Registry: Newer P2Y12 Inhibitors Reduce Stent Thrombosis, Mortality Over Clopidogrel

CHICAGO, IL—Compared with clopidogrel treatment, prasugrel and—even more so—ticagrelor reduce the risk of stent thrombosis and mortality over 2 years in patients with acute coronary syndromes (ACS), according to results of a prospective registry study presented on November 17, 2014, at the American Heart Association Scientific Sessions.

Researchers led by Javaid Iqbal, MBBS, MRCP, PhD, of the University of Sheffield (Sheffield, England), looked at all ACS patients (n = 6,742) at a single center receiving coronary angiography between January 2009 and February 2013. Most patients (64%) presented with NSTE-ACS, while the remainder presented with STEMI. P2Y12 inhibitor distribution was:

 

  • Clopidogrel (n = 4,525)
  • Prasugrel (Effient, Eli Lilly/Daichii Sankyo; n = 1,007)
  • Ticagrelor (Brilinta, AstraZeneca; n = 1,210)

 

 

Only 1.2% of NSTE-ACS patients received prasugrel, compared with 39.4% of STEMI patients. Mean age was 64 years, 70% were men, and 14% had diabetes.

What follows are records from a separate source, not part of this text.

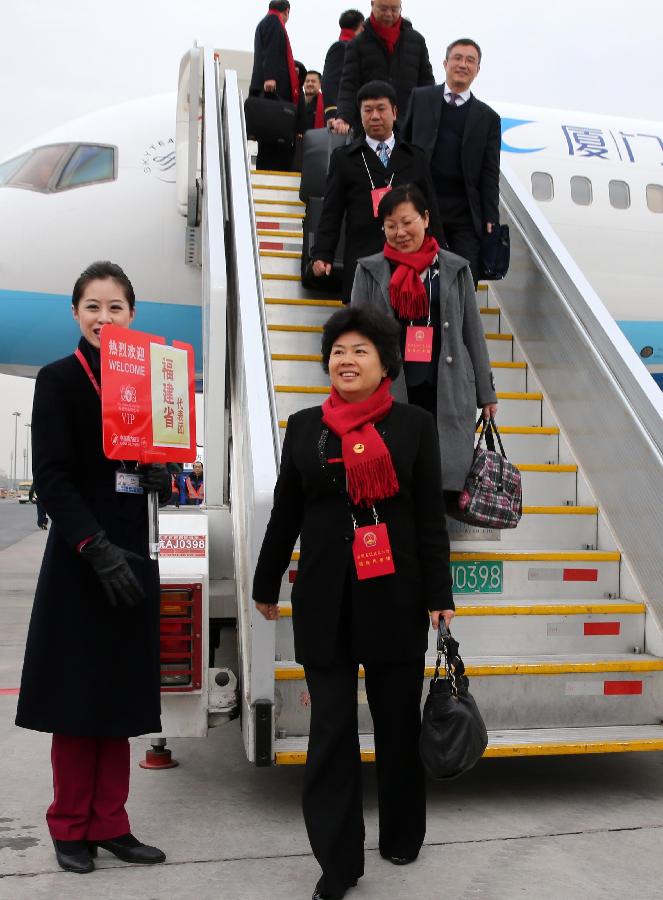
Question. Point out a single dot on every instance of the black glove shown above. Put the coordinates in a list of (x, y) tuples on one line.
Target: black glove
[(111, 567), (154, 477)]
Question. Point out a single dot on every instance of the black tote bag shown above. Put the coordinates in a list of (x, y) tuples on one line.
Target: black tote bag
[(453, 734)]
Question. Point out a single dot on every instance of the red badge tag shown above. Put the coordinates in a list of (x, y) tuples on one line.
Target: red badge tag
[(376, 195), (372, 552), (419, 343)]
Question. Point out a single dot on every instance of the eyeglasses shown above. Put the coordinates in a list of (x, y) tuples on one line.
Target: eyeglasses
[(393, 227)]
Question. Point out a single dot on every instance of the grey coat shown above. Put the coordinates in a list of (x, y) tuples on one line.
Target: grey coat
[(464, 377)]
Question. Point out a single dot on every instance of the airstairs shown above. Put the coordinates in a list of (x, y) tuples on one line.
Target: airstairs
[(557, 619)]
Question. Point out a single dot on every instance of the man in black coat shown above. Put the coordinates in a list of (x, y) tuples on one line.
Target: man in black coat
[(389, 49), (351, 23), (461, 137), (356, 174), (274, 73)]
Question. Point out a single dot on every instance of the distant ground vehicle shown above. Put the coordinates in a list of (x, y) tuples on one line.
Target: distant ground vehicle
[(23, 491)]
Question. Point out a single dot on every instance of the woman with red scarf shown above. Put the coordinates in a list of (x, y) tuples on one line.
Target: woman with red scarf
[(360, 483), (430, 292)]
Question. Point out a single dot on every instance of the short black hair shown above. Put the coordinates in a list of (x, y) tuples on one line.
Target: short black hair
[(404, 193), (102, 269), (463, 41), (351, 18), (379, 327), (375, 90)]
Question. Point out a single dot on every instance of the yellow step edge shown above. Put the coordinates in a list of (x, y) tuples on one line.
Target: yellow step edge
[(558, 748), (258, 200), (491, 670), (291, 301), (269, 232), (275, 187), (545, 467), (544, 609), (515, 556), (321, 389), (266, 214), (560, 510), (276, 172)]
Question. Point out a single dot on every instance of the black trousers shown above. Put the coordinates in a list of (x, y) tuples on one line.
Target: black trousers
[(332, 797), (463, 240)]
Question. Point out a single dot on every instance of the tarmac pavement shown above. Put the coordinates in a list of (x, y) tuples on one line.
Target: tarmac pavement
[(565, 828)]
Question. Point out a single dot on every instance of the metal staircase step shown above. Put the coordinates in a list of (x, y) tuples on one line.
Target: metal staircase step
[(291, 751)]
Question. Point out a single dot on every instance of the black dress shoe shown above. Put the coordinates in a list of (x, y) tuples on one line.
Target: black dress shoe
[(129, 849), (73, 856)]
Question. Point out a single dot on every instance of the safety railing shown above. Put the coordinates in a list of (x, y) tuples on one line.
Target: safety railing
[(606, 403), (255, 438)]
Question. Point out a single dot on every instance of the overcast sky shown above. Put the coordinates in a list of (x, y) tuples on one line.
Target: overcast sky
[(59, 60)]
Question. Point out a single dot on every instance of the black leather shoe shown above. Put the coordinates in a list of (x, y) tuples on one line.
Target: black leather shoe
[(73, 856), (129, 849), (320, 894)]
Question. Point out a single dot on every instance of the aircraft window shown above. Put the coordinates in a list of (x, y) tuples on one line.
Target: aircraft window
[(12, 165), (543, 187), (36, 172), (581, 190), (620, 194), (655, 197), (89, 164)]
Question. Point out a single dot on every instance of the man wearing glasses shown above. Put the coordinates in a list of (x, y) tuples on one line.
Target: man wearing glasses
[(388, 49), (461, 137)]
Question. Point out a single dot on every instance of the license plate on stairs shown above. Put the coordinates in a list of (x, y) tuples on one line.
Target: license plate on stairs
[(477, 577)]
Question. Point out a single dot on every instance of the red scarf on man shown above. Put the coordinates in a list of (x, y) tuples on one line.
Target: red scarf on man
[(406, 290), (369, 468), (292, 71), (388, 34)]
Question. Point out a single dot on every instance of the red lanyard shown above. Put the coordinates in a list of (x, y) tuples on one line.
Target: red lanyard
[(88, 371)]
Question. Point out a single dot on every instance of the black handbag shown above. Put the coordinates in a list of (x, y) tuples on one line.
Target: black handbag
[(268, 118), (453, 734), (495, 253)]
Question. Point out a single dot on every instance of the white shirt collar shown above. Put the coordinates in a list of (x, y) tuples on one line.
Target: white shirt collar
[(464, 97), (373, 144)]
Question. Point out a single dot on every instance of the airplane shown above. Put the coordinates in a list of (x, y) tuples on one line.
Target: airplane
[(106, 186)]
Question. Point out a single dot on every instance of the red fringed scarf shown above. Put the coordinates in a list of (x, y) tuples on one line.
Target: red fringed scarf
[(388, 34), (292, 71), (406, 290), (319, 121), (369, 468)]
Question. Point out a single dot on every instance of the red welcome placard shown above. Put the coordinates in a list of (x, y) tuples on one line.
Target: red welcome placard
[(148, 402)]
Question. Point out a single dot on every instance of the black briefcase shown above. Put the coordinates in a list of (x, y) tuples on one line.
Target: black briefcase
[(317, 147), (269, 118), (328, 283), (495, 253)]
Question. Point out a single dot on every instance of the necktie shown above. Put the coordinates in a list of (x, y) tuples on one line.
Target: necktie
[(383, 153)]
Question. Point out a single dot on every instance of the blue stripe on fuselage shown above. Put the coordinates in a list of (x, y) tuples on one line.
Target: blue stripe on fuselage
[(38, 328)]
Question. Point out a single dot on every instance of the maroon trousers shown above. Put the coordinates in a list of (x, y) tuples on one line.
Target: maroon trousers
[(90, 787)]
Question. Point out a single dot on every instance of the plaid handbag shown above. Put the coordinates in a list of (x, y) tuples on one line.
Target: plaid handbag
[(492, 496)]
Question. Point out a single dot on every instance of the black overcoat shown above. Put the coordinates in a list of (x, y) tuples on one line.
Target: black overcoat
[(89, 669), (389, 615), (480, 150), (366, 59), (348, 192)]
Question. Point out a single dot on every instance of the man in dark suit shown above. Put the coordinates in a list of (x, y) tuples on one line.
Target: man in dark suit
[(461, 137), (388, 49), (358, 176), (351, 23), (274, 72)]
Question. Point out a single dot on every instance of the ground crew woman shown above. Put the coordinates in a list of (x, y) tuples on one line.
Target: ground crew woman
[(360, 480), (91, 670)]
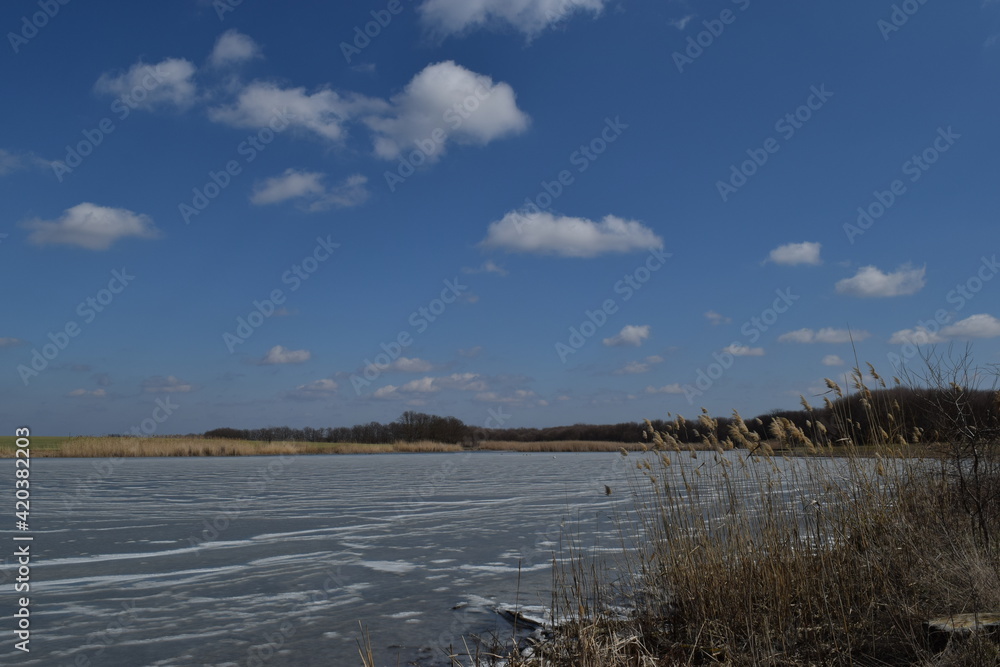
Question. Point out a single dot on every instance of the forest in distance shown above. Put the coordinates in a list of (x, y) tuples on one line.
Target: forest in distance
[(917, 421)]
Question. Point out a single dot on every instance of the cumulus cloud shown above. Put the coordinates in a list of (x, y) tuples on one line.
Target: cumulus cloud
[(674, 388), (548, 234), (410, 365), (323, 113), (981, 325), (233, 47), (307, 189), (636, 367), (791, 254), (489, 266), (716, 319), (13, 162), (432, 385), (315, 390), (743, 350), (824, 335), (629, 335), (682, 22), (85, 393), (91, 226), (517, 396), (166, 385), (281, 355), (167, 83), (871, 282), (445, 102), (530, 17)]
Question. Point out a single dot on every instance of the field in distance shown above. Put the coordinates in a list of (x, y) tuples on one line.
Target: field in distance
[(85, 446)]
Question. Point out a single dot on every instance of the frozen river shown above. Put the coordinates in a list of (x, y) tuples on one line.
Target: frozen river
[(274, 561)]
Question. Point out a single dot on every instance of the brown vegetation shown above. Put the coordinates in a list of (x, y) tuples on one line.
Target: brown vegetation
[(751, 558)]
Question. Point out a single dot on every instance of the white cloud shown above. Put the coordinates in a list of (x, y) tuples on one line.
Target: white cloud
[(233, 47), (870, 282), (629, 335), (308, 189), (432, 385), (445, 102), (91, 226), (545, 233), (291, 184), (489, 266), (916, 336), (280, 355), (410, 365), (84, 393), (13, 162), (323, 113), (744, 350), (166, 385), (315, 390), (167, 83), (825, 335), (791, 254), (674, 388), (530, 17), (518, 396), (717, 319), (636, 367), (682, 22)]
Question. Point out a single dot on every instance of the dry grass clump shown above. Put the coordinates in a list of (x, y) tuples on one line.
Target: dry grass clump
[(749, 558)]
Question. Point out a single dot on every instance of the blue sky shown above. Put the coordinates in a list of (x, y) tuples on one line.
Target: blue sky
[(520, 213)]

Both definite and definite or probable stent thrombosis were lowest among ticagrelor-treated patients at 2 years (table 1).

 Table 1. Stent Thrombosis at 2 Years

This result for definite or probable stent thrombosis was confirmed after adjustment for confounders (log-rank P = .037).

Multivariable analysis demonstrated several independent predictors of stent thrombosis including age (per year increase; HR 1.02), TIA/stroke (HR 1.87), STEMI (HR 1.94), creatinine > 200 µmol/L (HR 2.49), and cardiogenic shock (HR 5.44). Compared with clopidogrel, ticagrelor reduced the risk of stent thrombosis by about half (P = .01) and prasugrel by 13% (P = .45).

Both prasugrel and ticagrelor combined reduced the risk of death over 2 years compared with clopidogrel (log-rank P = .012). A similar pattern was seen when each drug was analyzed separately (log-rank P = .042), but this relationship disappeared after adjustment (log-rank P = .356).

Among the limitations of the study, Dr. Iqbal said, were its observational nature and lack of both bleeding and DAPT data.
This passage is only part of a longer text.